The renewed surge in Treasury yields was the catalyst for a slide in equities, with geopolitical tensions and dire forecasts from bellwethers WMT and HD further souring the mood.
There are growing fears that the Fed is nowhere near wrapping up its war against inflation—let alone pivoting—continued to hurt bond investors who as recently as 10 days ago were believing a rate cut will occur this year.
As noted many times, this is the inverse as to what the Fed was adamantly projecting and Wall Street is now beginning to accept the Federal Reserve’s version of tomorrow’s reality.
According to Bloomberg, the swaps market is now projecting a 5.3% Fed Funds peak occurring in June/July and will maintain this rate until mid-2024. As noted above, as recently as 10 days, swaps were projecting a peak rate of 4.5% to 4.75% and a rate reduction sometime in June/July.
Because of inflation, yields have reached new highs for 2023 and yesterday’s equity selloff engulfed every major group in the S & P 500, wiping out February’s advance and headed toward its worst slump since mid-December. The Dow is now negative for the year as is the Treasury market. The NASDAQ is also negative for the month.
As widely noted three weeks ago, the Treasury market had its best start to a new year in over 35 years. The velocity of change is incredible.

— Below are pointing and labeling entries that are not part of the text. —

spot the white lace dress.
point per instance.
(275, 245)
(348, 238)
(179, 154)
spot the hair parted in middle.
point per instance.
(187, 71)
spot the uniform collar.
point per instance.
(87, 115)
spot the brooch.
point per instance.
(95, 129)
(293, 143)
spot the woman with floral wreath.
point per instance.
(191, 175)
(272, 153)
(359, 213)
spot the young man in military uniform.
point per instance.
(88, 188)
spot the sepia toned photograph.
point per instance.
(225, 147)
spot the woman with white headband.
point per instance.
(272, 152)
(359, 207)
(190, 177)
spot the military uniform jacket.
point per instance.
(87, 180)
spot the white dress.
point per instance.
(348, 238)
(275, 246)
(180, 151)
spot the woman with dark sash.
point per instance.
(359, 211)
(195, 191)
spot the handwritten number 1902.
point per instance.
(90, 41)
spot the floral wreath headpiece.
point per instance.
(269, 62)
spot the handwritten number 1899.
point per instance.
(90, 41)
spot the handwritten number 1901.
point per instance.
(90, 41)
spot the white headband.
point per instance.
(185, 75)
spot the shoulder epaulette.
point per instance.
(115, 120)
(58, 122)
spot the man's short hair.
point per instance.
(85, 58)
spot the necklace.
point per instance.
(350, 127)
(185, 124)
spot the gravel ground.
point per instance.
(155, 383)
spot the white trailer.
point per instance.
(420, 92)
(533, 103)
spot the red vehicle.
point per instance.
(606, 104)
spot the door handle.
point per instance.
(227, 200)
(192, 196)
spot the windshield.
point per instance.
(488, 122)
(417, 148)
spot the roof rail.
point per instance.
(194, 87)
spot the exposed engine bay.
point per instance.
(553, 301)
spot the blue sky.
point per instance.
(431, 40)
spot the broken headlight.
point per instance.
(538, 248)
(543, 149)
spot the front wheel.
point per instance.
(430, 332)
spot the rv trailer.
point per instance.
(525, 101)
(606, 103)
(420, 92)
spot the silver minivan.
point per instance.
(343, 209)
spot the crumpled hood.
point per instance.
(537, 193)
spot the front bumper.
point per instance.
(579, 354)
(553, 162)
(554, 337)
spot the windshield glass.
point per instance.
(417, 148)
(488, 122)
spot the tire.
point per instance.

Most will agree many equities have not discounted higher interest rates for such depresses current value of future expected cashflows. Many valuations are just beginning to discount the new reality of higher interest rates, rates that will be held at these levels longer than previously believed.
What will happen today? Will the Minutes from the recent FOMC meeting be of any relevancy?
Last night the foreign markets were down. London was down 1.06%, Paris down 0.81%, Frankfurt down 0.63%. China was down 0.47%, Japan down 1.34% and Hang Seng down 0.51%. Futures are down about 0.2% on monetary policy and geopolitical angst. The 10-year is up 6/32to yield 3.93%.